Shaded turf experiences more frost and holds frost for a longer period of time. Frost itself doesn’t necessarily injure the turf, but the shade reduces the growth and vigor of the turf.

The 2013 season is drawing to a close and conference season is officially here. The New York State Turfgrass Association Conference was held in Rochester, N.Y., this week and the New Jersey Green Expo (Dec. 8-10) in Atlantic City, N.J., will be here soon. 
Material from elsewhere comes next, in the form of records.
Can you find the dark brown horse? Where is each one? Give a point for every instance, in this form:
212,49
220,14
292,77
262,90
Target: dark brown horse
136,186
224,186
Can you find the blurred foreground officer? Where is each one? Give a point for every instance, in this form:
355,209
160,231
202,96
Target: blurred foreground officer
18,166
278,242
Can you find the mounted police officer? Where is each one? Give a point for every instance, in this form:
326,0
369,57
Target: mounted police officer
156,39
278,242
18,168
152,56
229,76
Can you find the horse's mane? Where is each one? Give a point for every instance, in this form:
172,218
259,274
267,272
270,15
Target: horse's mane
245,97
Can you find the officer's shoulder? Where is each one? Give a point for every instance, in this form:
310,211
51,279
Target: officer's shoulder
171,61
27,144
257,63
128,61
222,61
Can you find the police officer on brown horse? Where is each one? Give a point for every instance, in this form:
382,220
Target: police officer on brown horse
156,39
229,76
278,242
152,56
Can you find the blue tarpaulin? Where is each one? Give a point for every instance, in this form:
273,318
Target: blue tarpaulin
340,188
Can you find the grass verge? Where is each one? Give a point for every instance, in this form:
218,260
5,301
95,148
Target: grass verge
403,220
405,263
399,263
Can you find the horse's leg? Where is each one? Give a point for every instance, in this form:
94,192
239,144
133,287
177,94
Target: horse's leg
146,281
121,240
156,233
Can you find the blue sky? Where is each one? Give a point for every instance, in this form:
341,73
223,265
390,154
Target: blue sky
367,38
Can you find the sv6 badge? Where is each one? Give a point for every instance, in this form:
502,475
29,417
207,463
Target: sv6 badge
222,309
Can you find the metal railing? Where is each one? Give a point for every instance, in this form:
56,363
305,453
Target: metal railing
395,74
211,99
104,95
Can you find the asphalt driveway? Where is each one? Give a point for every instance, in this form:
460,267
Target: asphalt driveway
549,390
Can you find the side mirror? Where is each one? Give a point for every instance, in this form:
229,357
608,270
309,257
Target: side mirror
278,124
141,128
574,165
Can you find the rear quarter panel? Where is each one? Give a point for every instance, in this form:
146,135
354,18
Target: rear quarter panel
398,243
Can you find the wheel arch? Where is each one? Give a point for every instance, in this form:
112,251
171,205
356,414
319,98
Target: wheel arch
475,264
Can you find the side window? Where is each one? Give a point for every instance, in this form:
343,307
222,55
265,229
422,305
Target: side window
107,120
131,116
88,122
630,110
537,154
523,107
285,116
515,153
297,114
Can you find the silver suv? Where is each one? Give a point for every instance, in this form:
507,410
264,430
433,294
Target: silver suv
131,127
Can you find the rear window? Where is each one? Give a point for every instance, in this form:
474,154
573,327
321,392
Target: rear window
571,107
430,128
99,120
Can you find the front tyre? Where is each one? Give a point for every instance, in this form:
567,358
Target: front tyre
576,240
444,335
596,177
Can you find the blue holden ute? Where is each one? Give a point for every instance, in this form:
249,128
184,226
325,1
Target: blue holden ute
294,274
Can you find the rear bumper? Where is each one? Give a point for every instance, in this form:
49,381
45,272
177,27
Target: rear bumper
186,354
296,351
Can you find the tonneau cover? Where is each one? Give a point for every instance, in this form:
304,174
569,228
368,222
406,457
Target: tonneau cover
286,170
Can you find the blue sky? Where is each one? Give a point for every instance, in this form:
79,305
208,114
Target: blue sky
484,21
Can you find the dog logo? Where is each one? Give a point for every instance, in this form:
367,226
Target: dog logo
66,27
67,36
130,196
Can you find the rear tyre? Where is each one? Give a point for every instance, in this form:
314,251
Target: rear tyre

Leaf cleanup is in full swing on golf courses throughout the region, and projects are underway as well. Dry weather continues to dominate most of the Northeast region, and for facilities undertaking construction projects, the weather has been ideal. It also is beneficial for the hardening process that turf must go through prior to the onset of winter. Many are beginning to winterize irrigation systems too, but with the extremely dry weather, it may be a little early to shut down your irrigation system. Turf that goes into the winter exceedingly dry that is subjected to cold, drying winter winds may suffer desiccation injury. Golf facilities in the Northeast region rarely experience severe desiccation injury because there is usually consistent snow cover, but it certainly is possible. This is something to be mindful of as winter approaches. 

Speaking of winter, the first snow flurries hit Connecticut and the New York metropolitan area this Tuesday. There was minimal accumulation, but it served as a reminder of what is to come in the months ahead. 

Frost delays are common this time of year, and while they are annoying to golfers, frost also tells a story about the growing environment in which the turf resides. Areas that experience the most frost and hold snow and ice accumulations the longest, almost always support the weakest turf too. It should not be surprising, but turf that is shaded in the fall will go into the winter in a weakened state; and, if the turf goes into winter weak, it will emerge next spring the same way. Selective tree work can reduce the frequency of frost delays and promote healthier, more vigorous turf next spring.